Le film de la semaine: Creed II

BLOGUE / Un drame sportif comme Creed II se prête admirablement bien à la métaphore sportive. Du genre, une victoire sans appel. Ou un film coup-de-poing. Ou encore, celle-ci, qui s’applique vraiment : à vaincre sans péril, on triomphe sans gloire. Arrêtons les frais et voyons-y une analogie avec sa sortie en pleine Action de grâce états-unienne. Creed II est au cinéma ce qu’est le pâté chinois à la nourriture : un plat réconfortant avec des ingrédients simples.

Elle était attendue cette suite, exactement trois ans après le film qui a relancé avec un succès inattendu la franchise des Rocky. Grâce à la solide et imaginative réalisation de Ryan Coogler (La panthère noire) et les performances remarquables de Michael B. Jordan et Sylvester Stallone (qui a obtenu le Golden Globe de l’acteur de soutien, mais pas l’Oscar).

La bonne nouvelle, c’est que les deux acteurs reprennent leurs rôles d’Adonis Creed et de Rocky Balboa. La mauvaise, c’est que Steven Caple Jr. a pris la place de Coogler derrière la caméra. Sa réalisation est appliquée, mais sans imagination, même si les scènes de combat dans l’arène de boxe sont plutôt bien filmées. La bouchée était grosse pour un deuxième long métrage.

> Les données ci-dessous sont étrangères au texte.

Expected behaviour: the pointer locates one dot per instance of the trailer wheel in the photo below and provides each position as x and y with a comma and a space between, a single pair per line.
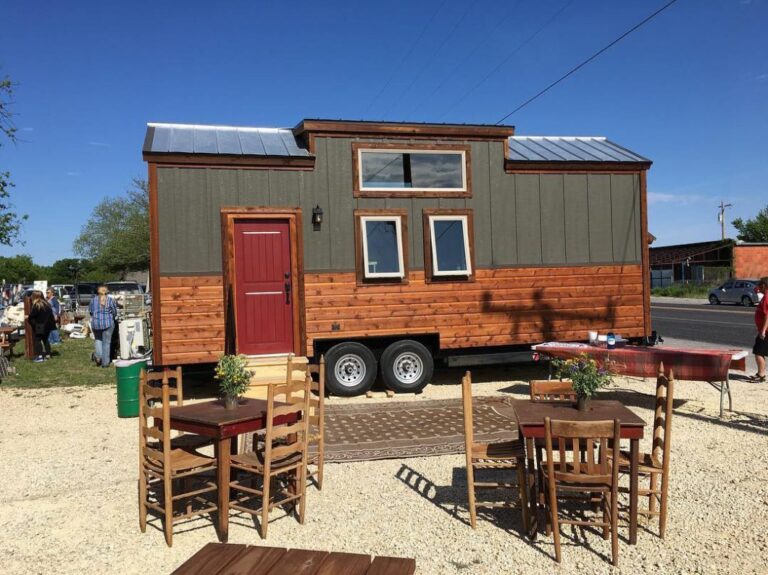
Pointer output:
406, 366
350, 369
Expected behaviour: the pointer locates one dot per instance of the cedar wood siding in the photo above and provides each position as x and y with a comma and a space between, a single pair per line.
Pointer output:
556, 254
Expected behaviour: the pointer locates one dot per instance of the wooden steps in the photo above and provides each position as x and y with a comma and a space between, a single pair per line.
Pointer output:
272, 369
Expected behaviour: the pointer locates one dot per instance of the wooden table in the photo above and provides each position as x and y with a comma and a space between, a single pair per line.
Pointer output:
221, 559
530, 425
212, 419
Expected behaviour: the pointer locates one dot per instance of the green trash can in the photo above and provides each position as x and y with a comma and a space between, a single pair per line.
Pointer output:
128, 374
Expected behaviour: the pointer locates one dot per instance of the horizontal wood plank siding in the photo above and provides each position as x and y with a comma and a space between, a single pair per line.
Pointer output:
503, 307
192, 319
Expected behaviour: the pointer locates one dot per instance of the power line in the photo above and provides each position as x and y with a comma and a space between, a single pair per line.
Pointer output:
467, 58
429, 60
588, 60
397, 68
501, 64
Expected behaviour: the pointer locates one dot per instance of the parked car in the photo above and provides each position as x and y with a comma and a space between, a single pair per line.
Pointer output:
84, 293
128, 287
736, 291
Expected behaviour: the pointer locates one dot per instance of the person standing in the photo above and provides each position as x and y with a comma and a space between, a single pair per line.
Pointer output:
53, 301
760, 348
103, 312
41, 322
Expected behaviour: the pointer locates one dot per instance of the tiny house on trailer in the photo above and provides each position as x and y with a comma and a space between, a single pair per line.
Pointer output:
384, 245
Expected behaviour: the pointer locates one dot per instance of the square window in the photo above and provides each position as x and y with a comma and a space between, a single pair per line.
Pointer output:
381, 239
448, 244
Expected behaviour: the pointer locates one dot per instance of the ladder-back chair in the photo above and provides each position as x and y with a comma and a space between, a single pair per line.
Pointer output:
501, 456
280, 456
317, 423
548, 390
582, 469
173, 378
161, 464
655, 465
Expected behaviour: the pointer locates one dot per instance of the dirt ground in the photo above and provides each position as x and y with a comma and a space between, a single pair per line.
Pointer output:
69, 498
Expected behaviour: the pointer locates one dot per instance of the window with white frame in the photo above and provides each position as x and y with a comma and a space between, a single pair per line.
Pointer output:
449, 244
382, 238
412, 170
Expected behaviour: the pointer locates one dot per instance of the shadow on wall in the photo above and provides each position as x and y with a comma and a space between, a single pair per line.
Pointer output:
546, 314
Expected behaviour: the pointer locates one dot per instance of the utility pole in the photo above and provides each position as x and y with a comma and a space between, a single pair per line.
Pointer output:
721, 216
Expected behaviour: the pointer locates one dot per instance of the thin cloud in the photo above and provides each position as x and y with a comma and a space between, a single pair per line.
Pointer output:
655, 198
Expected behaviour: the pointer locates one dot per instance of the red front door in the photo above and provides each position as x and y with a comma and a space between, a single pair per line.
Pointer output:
263, 287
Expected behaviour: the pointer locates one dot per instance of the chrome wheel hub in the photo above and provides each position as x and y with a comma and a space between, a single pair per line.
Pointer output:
408, 368
350, 370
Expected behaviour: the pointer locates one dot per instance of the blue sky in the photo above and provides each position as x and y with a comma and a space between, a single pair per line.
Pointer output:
688, 90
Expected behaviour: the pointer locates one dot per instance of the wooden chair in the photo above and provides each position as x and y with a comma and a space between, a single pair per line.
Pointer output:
655, 465
173, 378
582, 469
508, 455
282, 456
548, 390
317, 423
161, 464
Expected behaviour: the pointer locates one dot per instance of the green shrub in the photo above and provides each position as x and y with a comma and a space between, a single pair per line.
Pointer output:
233, 376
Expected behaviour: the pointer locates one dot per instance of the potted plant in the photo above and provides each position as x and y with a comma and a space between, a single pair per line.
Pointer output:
233, 378
586, 375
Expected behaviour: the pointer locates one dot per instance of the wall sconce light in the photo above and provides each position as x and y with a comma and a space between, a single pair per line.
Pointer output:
317, 216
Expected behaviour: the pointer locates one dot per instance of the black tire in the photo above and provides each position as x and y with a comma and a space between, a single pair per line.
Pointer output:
406, 366
350, 369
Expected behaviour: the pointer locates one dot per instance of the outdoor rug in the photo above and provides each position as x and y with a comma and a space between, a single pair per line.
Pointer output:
364, 432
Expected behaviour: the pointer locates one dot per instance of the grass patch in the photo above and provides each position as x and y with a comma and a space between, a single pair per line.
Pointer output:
70, 365
687, 290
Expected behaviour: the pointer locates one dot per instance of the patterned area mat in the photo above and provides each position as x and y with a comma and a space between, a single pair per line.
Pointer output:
362, 432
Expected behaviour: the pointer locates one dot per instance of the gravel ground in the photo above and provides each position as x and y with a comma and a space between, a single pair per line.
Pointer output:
69, 495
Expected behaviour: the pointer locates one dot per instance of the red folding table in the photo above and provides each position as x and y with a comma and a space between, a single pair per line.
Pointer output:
694, 364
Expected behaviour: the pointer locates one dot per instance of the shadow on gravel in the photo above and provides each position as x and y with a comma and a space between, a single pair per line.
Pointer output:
451, 498
737, 420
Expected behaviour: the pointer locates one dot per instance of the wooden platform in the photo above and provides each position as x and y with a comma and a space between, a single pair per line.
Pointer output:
223, 559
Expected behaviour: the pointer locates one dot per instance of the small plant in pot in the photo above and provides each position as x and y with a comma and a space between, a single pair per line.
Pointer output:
586, 375
233, 378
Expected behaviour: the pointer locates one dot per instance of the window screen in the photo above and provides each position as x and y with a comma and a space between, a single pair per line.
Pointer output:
385, 170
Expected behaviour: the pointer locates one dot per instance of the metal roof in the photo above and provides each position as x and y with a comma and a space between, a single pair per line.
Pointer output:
228, 140
569, 149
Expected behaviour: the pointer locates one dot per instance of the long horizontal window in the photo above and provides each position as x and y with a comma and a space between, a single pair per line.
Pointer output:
411, 172
382, 249
449, 244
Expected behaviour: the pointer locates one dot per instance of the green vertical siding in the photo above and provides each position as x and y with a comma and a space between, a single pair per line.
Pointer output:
528, 218
520, 219
552, 219
600, 229
576, 218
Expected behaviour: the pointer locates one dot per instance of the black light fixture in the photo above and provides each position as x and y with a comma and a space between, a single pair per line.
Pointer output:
317, 216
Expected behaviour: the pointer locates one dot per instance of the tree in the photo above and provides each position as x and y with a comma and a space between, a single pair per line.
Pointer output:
10, 221
20, 269
755, 230
116, 236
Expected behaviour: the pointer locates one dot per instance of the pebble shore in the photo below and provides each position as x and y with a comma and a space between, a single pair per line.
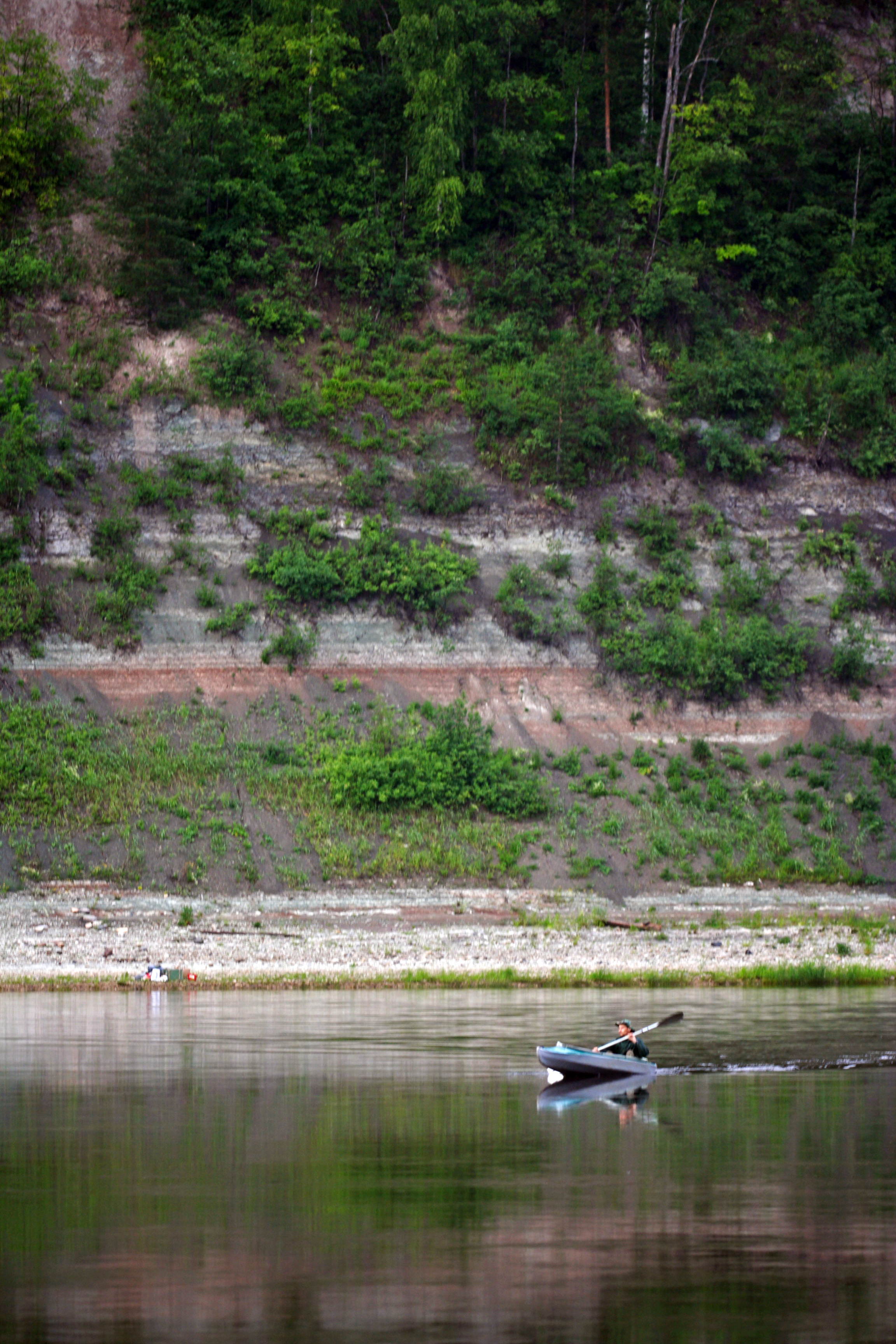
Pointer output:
69, 933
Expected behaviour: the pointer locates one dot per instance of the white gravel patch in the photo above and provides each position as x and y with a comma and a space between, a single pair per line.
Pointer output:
72, 933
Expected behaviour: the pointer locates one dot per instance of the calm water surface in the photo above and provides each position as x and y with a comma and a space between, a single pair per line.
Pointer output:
387, 1167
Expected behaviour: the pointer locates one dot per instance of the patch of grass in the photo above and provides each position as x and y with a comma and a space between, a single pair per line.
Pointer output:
446, 491
231, 620
425, 580
448, 766
534, 608
827, 549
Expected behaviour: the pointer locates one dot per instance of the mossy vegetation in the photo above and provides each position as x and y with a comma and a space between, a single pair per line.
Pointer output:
352, 788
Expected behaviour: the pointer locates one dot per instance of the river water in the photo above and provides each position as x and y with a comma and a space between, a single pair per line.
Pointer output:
386, 1167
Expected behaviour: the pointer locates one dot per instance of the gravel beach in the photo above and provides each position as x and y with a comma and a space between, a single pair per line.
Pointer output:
86, 933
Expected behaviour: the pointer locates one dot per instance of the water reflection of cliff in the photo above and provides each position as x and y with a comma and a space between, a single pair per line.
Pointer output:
450, 1211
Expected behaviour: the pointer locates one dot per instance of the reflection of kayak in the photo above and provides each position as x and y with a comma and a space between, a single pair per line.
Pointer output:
574, 1092
574, 1062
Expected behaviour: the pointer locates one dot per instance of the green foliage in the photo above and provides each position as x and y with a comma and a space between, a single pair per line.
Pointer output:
44, 116
745, 592
734, 378
22, 455
730, 455
113, 536
300, 412
23, 608
452, 765
556, 412
569, 763
233, 368
21, 269
206, 597
231, 620
174, 488
534, 608
602, 603
672, 581
293, 644
422, 578
657, 530
827, 549
446, 491
859, 593
856, 655
719, 659
131, 589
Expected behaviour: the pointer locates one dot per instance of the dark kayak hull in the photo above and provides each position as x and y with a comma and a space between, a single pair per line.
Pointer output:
574, 1062
579, 1090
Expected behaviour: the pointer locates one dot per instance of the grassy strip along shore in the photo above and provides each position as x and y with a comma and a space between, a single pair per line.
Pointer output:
809, 975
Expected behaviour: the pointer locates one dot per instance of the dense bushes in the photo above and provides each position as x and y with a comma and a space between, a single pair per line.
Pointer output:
44, 116
422, 578
721, 659
452, 765
23, 608
553, 413
534, 608
731, 377
22, 456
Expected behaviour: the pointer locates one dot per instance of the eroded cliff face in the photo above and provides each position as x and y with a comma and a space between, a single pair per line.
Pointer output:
96, 35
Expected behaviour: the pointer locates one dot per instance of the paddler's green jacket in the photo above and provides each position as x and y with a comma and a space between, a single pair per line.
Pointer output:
626, 1047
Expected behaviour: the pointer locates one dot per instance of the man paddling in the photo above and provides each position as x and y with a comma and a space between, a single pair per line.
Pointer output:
628, 1043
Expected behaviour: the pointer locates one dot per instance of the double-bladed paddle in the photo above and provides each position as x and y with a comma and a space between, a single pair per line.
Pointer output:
664, 1022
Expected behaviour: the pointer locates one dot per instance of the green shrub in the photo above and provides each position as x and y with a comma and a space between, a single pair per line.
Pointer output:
605, 531
44, 114
657, 530
450, 765
446, 491
856, 656
206, 597
131, 588
233, 620
859, 593
735, 378
728, 453
113, 537
23, 608
293, 644
233, 368
558, 565
876, 455
569, 763
264, 312
174, 490
602, 604
847, 313
358, 490
532, 607
22, 457
21, 269
303, 410
827, 549
422, 578
722, 660
672, 581
554, 410
745, 592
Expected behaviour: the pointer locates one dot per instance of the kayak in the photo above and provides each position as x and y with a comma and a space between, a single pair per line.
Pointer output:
614, 1092
576, 1062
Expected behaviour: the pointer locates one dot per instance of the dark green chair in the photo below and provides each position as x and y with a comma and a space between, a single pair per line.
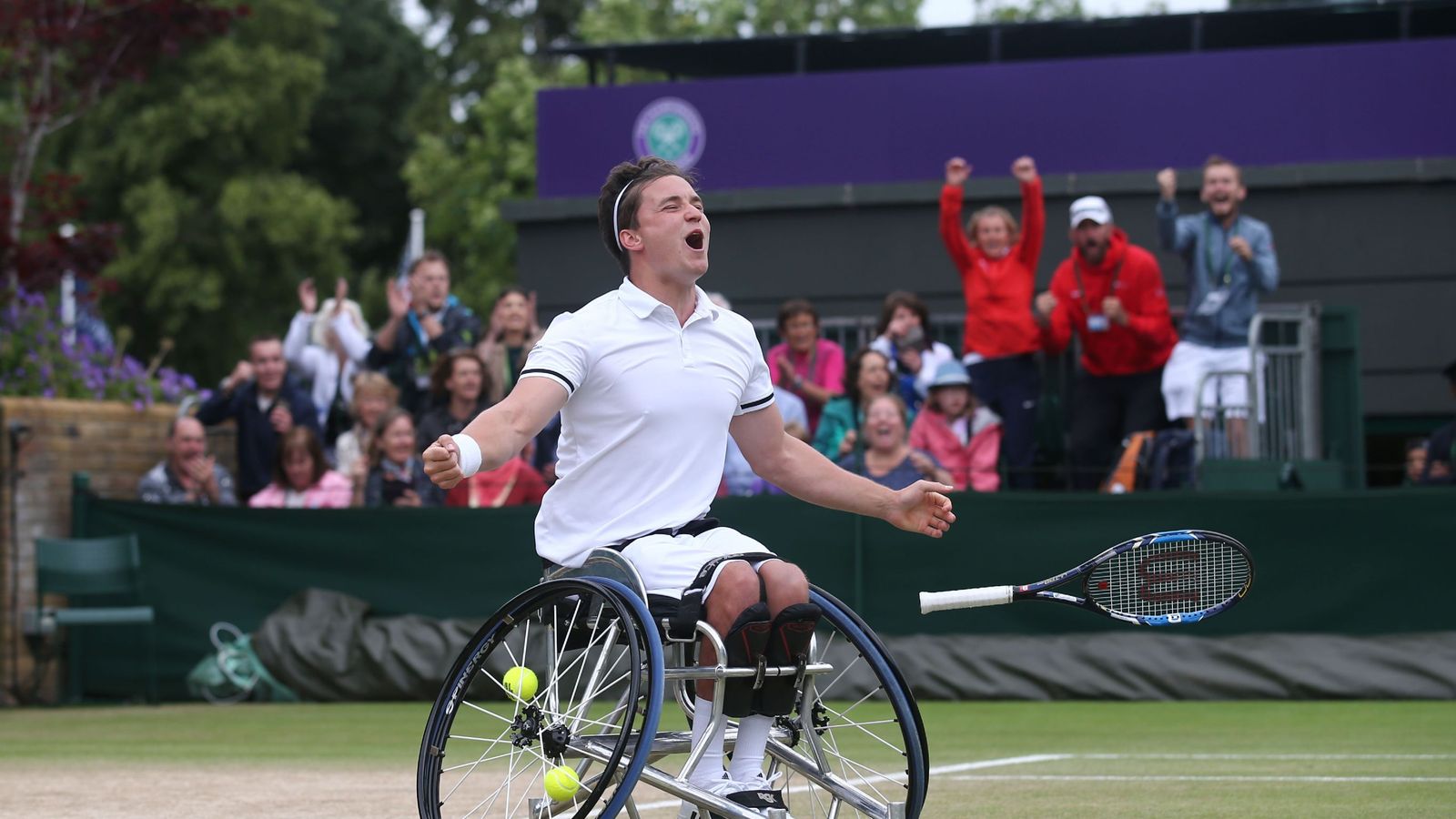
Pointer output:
108, 569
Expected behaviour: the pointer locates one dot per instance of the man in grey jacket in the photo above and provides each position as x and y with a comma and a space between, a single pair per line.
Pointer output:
1229, 259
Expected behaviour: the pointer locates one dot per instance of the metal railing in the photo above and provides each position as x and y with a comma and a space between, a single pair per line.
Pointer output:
854, 332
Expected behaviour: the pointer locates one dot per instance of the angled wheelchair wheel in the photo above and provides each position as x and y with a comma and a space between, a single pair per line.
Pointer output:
597, 671
855, 743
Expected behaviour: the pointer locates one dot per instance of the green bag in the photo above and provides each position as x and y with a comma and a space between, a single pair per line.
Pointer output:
235, 672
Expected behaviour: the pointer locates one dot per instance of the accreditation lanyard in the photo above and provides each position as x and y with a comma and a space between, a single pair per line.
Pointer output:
1227, 274
1087, 296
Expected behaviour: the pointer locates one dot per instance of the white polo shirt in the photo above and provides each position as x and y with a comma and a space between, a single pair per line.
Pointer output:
645, 424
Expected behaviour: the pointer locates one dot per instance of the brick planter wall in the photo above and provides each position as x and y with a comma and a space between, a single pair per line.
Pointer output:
114, 443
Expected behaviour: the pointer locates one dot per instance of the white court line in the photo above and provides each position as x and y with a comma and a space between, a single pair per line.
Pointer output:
1263, 755
1215, 778
934, 771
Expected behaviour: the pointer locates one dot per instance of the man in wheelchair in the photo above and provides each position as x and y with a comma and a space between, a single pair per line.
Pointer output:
650, 379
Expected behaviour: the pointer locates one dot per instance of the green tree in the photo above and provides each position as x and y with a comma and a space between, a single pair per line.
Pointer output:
196, 165
360, 135
1031, 11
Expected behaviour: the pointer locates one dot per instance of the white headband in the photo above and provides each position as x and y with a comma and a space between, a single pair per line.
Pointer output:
616, 232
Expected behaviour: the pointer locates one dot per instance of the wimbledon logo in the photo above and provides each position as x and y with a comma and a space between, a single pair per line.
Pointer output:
672, 128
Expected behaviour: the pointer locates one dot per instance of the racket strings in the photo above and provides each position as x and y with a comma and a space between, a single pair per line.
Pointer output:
1171, 577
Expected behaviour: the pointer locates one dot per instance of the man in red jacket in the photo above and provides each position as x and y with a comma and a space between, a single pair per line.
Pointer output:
1111, 293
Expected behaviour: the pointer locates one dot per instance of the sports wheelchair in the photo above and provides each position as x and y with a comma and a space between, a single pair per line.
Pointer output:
854, 745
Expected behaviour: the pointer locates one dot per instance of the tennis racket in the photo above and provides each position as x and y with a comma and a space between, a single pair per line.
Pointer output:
1159, 579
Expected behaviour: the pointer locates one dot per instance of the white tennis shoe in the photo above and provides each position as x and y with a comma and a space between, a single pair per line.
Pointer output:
756, 794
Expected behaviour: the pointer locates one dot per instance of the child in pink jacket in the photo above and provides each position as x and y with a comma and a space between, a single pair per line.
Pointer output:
958, 431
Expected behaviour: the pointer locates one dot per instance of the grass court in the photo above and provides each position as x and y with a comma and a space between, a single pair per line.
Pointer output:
987, 760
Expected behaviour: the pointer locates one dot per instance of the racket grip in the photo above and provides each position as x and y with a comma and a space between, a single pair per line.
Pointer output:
965, 598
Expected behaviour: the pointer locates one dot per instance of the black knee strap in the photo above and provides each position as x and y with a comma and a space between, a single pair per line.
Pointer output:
788, 646
744, 644
682, 625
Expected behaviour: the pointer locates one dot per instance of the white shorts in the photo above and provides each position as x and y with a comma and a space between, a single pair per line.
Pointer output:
1187, 368
667, 564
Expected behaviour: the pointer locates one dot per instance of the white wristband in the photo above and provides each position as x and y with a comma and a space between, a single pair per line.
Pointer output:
470, 453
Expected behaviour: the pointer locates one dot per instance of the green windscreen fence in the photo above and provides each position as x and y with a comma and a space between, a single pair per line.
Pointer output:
1354, 562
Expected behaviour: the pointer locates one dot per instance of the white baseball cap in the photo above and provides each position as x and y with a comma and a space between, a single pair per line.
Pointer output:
1091, 207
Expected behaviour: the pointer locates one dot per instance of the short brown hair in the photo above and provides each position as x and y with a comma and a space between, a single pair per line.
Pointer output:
635, 174
903, 299
986, 213
856, 363
369, 383
795, 308
376, 450
444, 370
308, 440
429, 257
1215, 160
900, 407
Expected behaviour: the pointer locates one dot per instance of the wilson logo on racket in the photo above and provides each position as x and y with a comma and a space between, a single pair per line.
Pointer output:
1159, 579
1154, 570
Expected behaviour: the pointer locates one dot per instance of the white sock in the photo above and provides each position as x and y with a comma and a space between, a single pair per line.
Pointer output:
711, 767
747, 753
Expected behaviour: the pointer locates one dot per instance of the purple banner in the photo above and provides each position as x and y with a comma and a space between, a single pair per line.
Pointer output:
1257, 106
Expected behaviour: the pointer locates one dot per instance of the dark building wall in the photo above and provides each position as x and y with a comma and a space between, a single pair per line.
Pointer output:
1378, 237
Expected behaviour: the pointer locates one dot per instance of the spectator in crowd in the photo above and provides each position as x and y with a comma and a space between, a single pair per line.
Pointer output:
424, 322
1414, 460
1441, 450
266, 404
373, 394
866, 378
459, 389
958, 431
397, 475
902, 339
302, 477
887, 458
804, 363
997, 276
1229, 258
514, 482
328, 349
188, 475
513, 332
1108, 292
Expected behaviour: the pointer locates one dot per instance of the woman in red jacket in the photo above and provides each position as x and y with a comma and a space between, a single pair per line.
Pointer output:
997, 266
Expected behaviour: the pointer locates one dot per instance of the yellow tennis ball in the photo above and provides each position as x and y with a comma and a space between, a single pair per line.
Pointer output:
562, 783
521, 681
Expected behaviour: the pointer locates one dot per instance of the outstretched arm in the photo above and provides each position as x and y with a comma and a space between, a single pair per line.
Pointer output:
1033, 212
951, 200
500, 431
794, 467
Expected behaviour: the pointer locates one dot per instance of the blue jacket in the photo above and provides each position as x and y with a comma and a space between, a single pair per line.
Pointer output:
257, 440
1215, 267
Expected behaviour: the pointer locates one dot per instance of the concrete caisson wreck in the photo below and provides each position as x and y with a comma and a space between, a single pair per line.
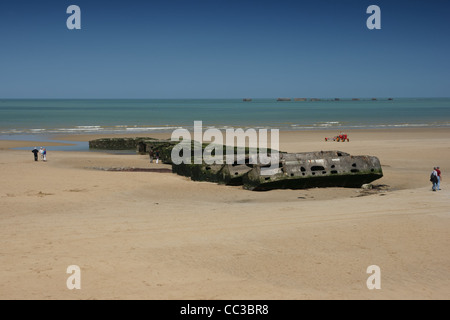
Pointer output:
315, 169
319, 169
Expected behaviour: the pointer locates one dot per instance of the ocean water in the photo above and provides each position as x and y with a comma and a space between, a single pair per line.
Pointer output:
48, 117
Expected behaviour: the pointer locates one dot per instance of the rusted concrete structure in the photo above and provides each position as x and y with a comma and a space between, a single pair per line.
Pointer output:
315, 169
294, 170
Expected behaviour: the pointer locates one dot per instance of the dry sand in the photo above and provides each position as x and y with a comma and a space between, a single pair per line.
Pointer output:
162, 236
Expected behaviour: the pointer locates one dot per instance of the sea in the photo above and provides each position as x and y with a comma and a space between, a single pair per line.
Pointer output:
34, 118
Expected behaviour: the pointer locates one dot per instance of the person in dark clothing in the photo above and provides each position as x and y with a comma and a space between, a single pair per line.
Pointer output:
35, 152
151, 154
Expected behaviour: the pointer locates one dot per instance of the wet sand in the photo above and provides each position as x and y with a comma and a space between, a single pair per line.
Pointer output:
151, 235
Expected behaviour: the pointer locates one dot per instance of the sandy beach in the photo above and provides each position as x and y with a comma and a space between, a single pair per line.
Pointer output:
161, 236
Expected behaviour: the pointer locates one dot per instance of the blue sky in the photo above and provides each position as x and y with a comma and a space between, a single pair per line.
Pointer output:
224, 49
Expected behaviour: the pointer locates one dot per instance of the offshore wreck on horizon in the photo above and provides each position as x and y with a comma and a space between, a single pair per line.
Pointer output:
320, 169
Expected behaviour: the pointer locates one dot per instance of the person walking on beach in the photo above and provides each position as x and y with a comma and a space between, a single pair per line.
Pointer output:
151, 154
35, 152
438, 170
434, 178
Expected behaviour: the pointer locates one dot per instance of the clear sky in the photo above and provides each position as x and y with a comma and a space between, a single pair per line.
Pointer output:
224, 49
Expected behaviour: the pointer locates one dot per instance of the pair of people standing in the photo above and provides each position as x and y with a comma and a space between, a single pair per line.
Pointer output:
42, 152
436, 178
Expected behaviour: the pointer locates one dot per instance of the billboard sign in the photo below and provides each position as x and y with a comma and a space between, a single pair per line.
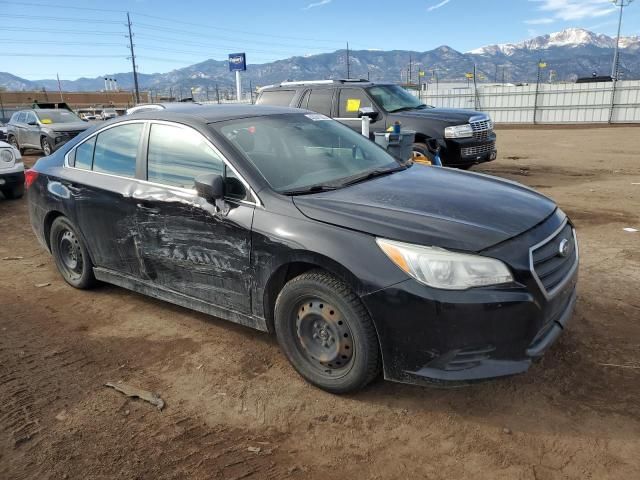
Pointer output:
237, 62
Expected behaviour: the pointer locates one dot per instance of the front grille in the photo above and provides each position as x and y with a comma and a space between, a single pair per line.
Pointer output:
482, 129
478, 150
550, 267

D’autant que Caple Jr. ne pouvait compter sur un élément narratif aussi fort que Creed : le négligé. Tout le monde adore les laissés pour compte dans le sport. Surtout avec Rocky, son archétype, comme entraîneur. Mais Adonis est maintenant champion du monde des lourds et sa fiancée Bianca (Tessa Thompson) est enceinte.

Que faire alors? Puiser dans la mythologie de la série et ramener Drago (Dolph Lundgren). Le boxeur soviétique tue le légendaire Apollo Creed, le père d’Adonis, puis est défait par son ami sur le ring dans Rocky IV. Autrement dit, des destins liés par une même tragédie.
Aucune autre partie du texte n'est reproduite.